The Mudcat Café TM
Thread #6498   Message #38816
Posted By: Songbob
21-Sep-98 - 02:41 PM
Thread Name: Intellectual property
Subject: RE: Intellectual property
Lots of stuff to talk about here! As a writer, I put copyright notice on everything I print out or post on-line. I don't make a point of saying "use it freely," or "don't touch it!" I just point out that I wrote it. Someone said early in this thread that you HAD to get permission to record someone else's song. Wrong. You need that ONLY for the first recording. After that, it's what is called a "compulsary license," so the owner HAS to allow the recording. Now, if the new performer modifies the work, rewrites part of it, now, THAT's not allowed without permission. So one of the murky areas is that of arrangements. What constitutes "modification?" Lots of work for the lawyers on that.

As for the PROs (Performing Rights Organizations), they do have a tough time, sometimes, telling heavy-handedness from thouroughness. It's part and parcel of the movement toward our litigious society, that rules have to be written (and enforced) in order to preserve the intellectual rights involved. No matter how well-meaning a rule you draft, someone's gonna get caught in the net of that rule, and not necessarily the someone you intended to catch. Live music is threatened by the "safety first" reaction ot ASCAP/BMI enforcement of rules, for eveyone from Carnegie Hall down to the Church Basement Coffee House, Inc. Non-"popular" musics, such as folk, get tripped up because of the participatory nature of the group involved and the open nature of the venues (they don't have "open mic nights" at the Met -- I hope!).

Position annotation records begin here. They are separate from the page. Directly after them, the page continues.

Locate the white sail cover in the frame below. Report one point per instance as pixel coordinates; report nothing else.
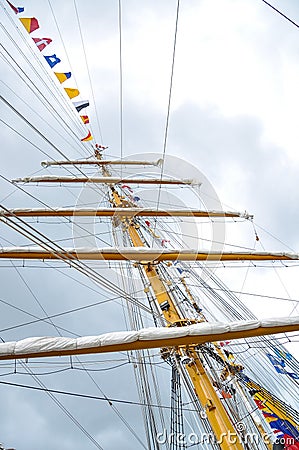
(54, 344)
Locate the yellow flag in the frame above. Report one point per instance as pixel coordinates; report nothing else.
(63, 76)
(88, 137)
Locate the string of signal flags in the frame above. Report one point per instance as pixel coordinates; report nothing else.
(31, 24)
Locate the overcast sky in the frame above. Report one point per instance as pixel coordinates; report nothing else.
(233, 116)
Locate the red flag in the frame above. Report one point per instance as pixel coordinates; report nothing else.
(30, 23)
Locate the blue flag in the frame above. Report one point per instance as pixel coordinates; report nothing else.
(279, 366)
(52, 60)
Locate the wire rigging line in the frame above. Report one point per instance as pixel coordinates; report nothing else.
(120, 79)
(87, 396)
(88, 71)
(62, 40)
(50, 393)
(279, 12)
(50, 86)
(169, 102)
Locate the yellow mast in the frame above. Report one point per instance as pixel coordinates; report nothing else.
(216, 414)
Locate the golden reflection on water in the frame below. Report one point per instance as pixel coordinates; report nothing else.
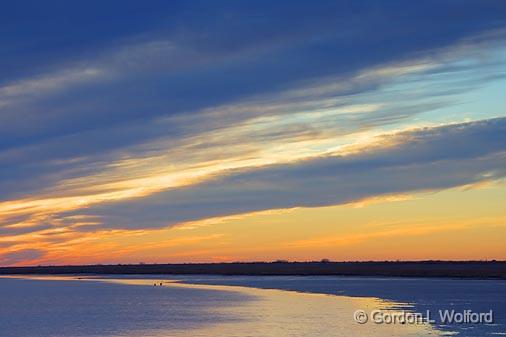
(281, 313)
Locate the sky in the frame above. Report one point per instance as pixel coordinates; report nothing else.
(210, 131)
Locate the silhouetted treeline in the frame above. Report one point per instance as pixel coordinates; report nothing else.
(467, 269)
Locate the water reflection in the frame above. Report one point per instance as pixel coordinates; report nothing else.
(135, 307)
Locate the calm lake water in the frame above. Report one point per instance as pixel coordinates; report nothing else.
(240, 306)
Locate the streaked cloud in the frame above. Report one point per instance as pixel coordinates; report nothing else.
(187, 112)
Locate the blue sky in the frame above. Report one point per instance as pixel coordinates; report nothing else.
(139, 115)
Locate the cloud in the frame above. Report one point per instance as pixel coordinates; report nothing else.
(18, 256)
(420, 160)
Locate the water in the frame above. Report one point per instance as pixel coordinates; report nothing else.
(235, 306)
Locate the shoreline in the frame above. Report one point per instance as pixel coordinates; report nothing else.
(421, 269)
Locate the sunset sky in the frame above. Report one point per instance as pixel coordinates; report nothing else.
(197, 131)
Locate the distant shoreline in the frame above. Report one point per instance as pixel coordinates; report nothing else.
(445, 269)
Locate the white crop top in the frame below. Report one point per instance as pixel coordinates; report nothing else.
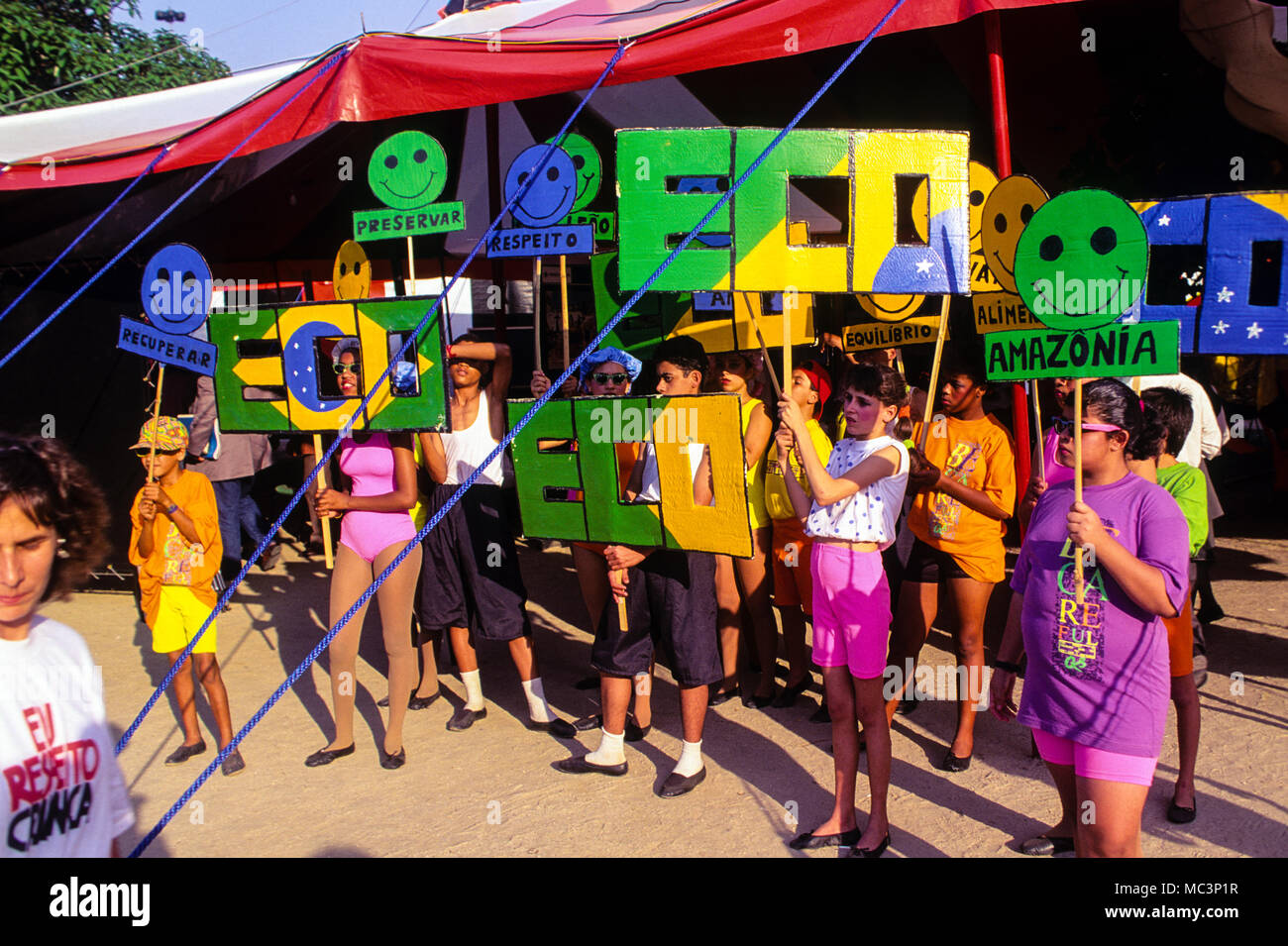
(651, 486)
(467, 448)
(870, 514)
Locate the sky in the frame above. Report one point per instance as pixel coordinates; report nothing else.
(246, 34)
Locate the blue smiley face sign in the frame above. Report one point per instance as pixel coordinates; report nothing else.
(175, 288)
(553, 192)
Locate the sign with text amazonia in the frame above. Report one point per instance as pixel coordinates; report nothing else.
(1116, 351)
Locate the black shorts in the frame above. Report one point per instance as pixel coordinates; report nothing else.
(927, 564)
(670, 605)
(469, 573)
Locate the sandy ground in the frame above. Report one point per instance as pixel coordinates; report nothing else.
(492, 790)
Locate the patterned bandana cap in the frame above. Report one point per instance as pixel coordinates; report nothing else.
(609, 354)
(171, 435)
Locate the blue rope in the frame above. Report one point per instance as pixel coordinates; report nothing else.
(375, 389)
(505, 442)
(330, 63)
(94, 223)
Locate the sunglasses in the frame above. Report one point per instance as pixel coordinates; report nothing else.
(1064, 426)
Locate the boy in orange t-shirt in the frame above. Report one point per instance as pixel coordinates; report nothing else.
(174, 542)
(965, 491)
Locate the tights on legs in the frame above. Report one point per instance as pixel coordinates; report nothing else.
(352, 577)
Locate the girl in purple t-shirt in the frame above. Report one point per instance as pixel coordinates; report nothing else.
(1098, 684)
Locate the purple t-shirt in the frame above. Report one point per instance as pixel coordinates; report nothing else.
(1098, 672)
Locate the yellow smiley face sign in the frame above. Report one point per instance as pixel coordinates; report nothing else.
(1006, 213)
(351, 275)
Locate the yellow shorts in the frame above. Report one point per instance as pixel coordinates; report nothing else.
(179, 618)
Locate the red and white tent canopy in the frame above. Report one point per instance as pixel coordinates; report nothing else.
(500, 54)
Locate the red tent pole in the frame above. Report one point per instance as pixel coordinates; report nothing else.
(1003, 146)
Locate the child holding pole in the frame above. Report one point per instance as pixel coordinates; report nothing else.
(851, 516)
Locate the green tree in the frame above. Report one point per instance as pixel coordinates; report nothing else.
(51, 44)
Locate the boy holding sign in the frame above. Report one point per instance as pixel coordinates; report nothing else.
(670, 601)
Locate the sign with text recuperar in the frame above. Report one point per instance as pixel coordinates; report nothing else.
(570, 472)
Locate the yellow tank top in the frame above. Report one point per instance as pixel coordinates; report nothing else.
(756, 512)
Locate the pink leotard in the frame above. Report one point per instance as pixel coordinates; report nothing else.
(372, 468)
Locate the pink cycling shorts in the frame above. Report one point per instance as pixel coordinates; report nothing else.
(1095, 764)
(851, 609)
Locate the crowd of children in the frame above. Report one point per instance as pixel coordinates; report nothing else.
(1106, 646)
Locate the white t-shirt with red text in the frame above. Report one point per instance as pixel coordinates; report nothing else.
(60, 790)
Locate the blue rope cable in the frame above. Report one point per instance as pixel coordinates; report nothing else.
(375, 389)
(505, 442)
(330, 63)
(94, 223)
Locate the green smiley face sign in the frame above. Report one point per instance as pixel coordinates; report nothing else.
(407, 170)
(590, 168)
(1081, 261)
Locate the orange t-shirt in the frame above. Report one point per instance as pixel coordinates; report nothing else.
(174, 560)
(982, 456)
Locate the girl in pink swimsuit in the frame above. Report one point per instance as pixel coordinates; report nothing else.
(375, 528)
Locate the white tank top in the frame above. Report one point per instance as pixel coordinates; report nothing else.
(467, 448)
(870, 514)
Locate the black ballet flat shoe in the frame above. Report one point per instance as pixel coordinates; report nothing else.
(580, 766)
(184, 752)
(677, 786)
(393, 761)
(421, 701)
(721, 696)
(557, 727)
(463, 718)
(1046, 846)
(325, 757)
(871, 851)
(786, 697)
(809, 841)
(1181, 816)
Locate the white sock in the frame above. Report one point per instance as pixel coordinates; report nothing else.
(473, 690)
(609, 752)
(537, 706)
(691, 760)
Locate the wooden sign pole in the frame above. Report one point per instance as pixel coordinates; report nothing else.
(156, 413)
(764, 351)
(563, 305)
(536, 313)
(321, 484)
(1080, 584)
(934, 372)
(1037, 429)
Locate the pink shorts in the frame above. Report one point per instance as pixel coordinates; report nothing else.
(1095, 764)
(851, 609)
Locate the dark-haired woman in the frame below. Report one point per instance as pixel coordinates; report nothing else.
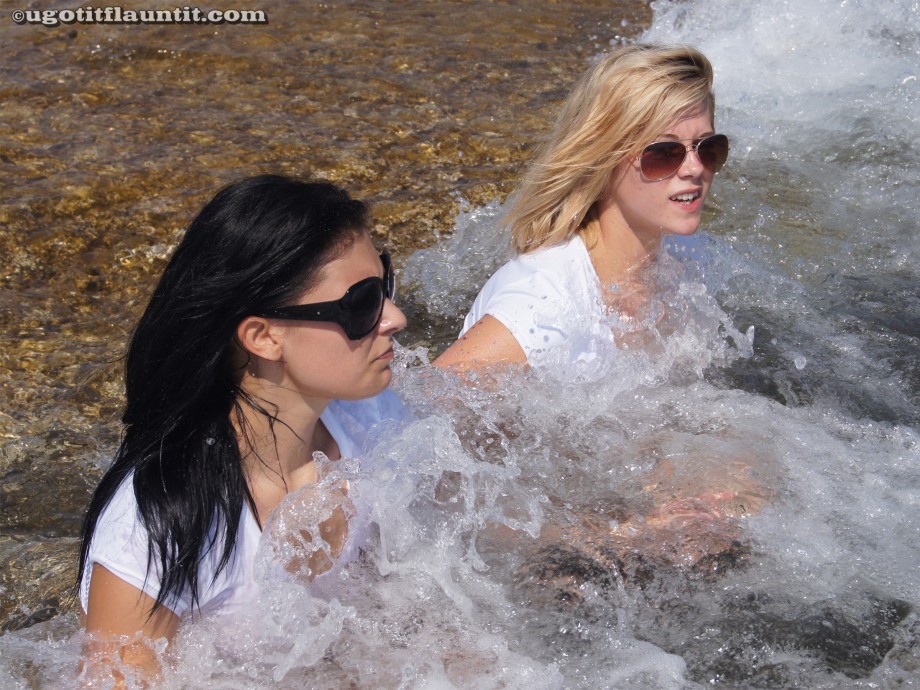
(267, 339)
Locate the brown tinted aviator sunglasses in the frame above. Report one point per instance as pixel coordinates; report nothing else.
(662, 159)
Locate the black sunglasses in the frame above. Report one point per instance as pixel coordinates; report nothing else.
(662, 159)
(359, 310)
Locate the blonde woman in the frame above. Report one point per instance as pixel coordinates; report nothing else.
(631, 159)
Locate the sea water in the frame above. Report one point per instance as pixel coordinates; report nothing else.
(784, 374)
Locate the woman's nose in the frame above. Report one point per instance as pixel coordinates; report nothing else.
(691, 165)
(392, 320)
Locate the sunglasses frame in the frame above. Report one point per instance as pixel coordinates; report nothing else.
(694, 145)
(340, 311)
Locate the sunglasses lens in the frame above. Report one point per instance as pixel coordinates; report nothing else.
(713, 152)
(365, 307)
(661, 159)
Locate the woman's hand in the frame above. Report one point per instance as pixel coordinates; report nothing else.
(121, 634)
(309, 530)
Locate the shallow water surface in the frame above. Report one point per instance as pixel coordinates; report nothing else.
(530, 533)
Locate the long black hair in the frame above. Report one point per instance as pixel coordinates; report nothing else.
(259, 243)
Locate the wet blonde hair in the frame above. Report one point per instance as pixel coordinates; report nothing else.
(616, 109)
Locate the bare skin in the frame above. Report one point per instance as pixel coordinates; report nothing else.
(299, 388)
(634, 214)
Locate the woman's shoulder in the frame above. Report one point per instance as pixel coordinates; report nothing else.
(550, 276)
(552, 262)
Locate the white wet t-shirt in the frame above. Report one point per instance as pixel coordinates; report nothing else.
(551, 302)
(120, 541)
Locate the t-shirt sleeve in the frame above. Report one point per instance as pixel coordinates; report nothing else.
(355, 424)
(529, 303)
(120, 545)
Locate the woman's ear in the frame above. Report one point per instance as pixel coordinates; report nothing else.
(257, 336)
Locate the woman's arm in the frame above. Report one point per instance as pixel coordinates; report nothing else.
(486, 344)
(121, 628)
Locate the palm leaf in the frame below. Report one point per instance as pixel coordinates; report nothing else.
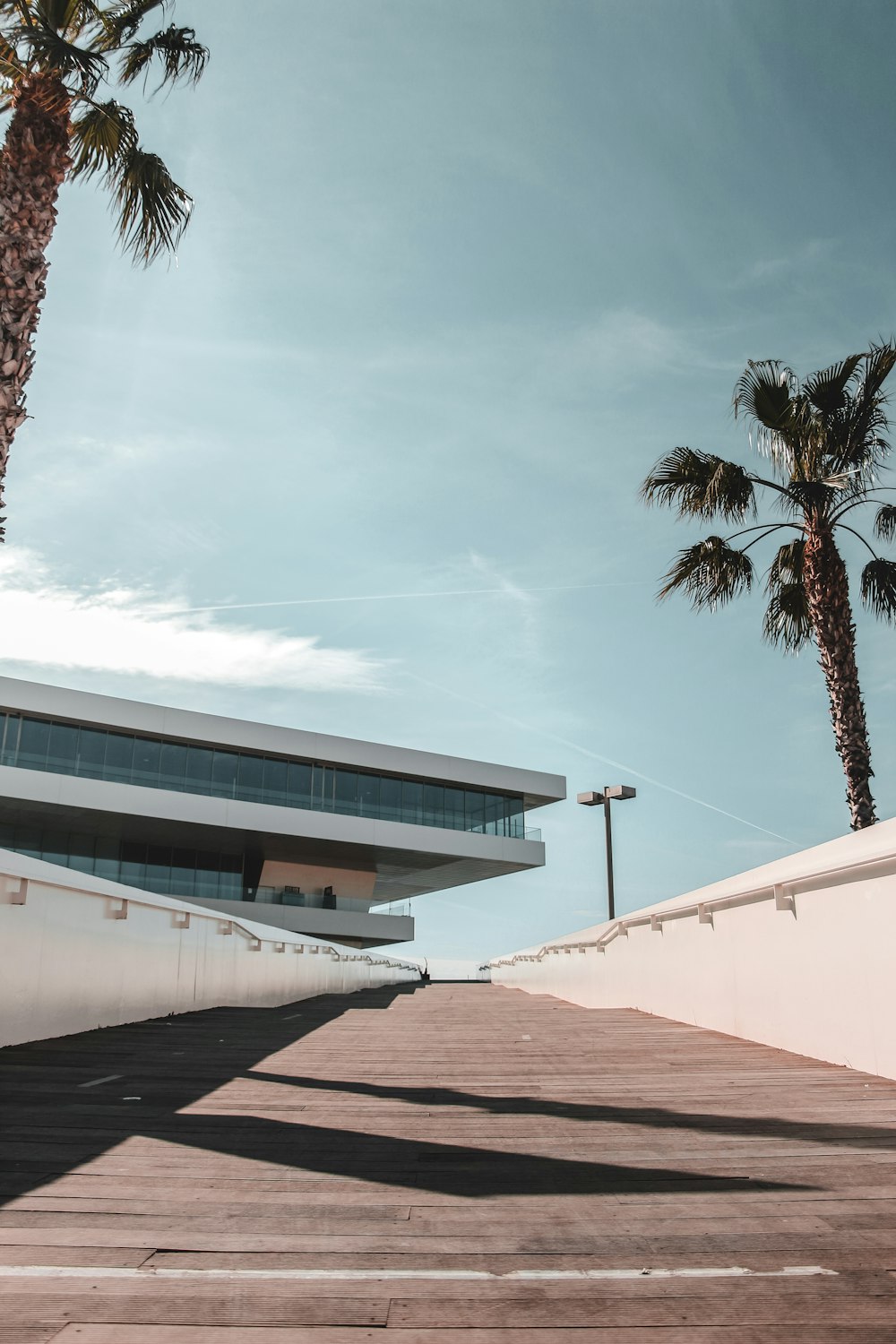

So those of us who create our own music have a problem with recompense from those who then use it. Folk music doesn't get "monitored" by the PROs (they use AM radio play, for example), but our writers get "protected" by the traveling enforcers who ask for payment from the venues (and the barber shops, etc.) without any connection to the (woefully inadequate) payment TO the artists & writers of this kind of music. And the rules, as usual lagging behind reality and intent, don't get changed until enough attention is focused on them. Unfortunately, the only focus of late has been the restaurant and bar lobby's drafting of the "Fairness in Broadcasting" bill (I think that's what it's called) to exempt them from paying for the music they rebroadcast to establish the embience (sp?) they charge the public for.

This post has gotten long, so I'll stop.